Did The Canadian Property Bubble Start In 2004 Or 2016? Yes

Bears have been calling a real estate bubble in Canada for 20 years, and we’re totally  wrong. That’s a comment I keep receiving, about an alleged call I made 20 years ago. First of all, I don’t think I spoke to you 20 years ago about housing. Second, if you took advice from a high school kid on home prices, that’s on you. This did get me thinking though — why do so many people think this call is two decades old? 

Taking a quick dive into who called the Canadian real estate bubble a decade ago, it wasn’t high school kids. These were some of Canada’s most notable people in finance. It was also supported by the country’s central bank, warning of massive overvaluation. How did they get it so wrong? 

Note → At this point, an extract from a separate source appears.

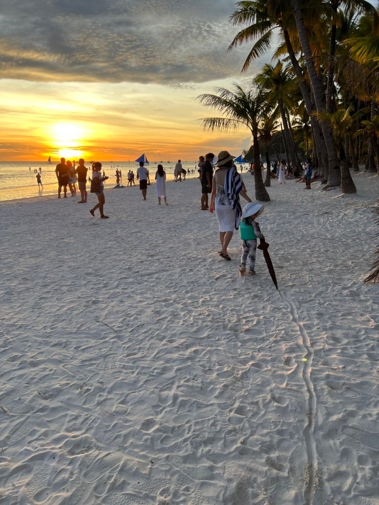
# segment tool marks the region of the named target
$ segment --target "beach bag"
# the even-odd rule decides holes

Well, they didn’t. It turns out they were correct in the assumptions about real estate prices. Many markets did meet the technical definition of a bubble by several measures. What changed is the Canadian perspective on affordability. By changing the way Canadians viewed real estate prices, they supported the 2008 bubble. They nurtured it, and grew a regional issue into the massive national issue it is today.

What Is A Property Bubble?

There’s a few ways to define a property bubble, but almost all are ways of identifying exuberant behavior. This is when buyers are making emotional decisions, not supported by fundamentals. If this happens, there’s a rapid acceleration of price growth not supported by wages. Buyers aren’t buying because the economy is great, and they hope to capitalize on rising rents. 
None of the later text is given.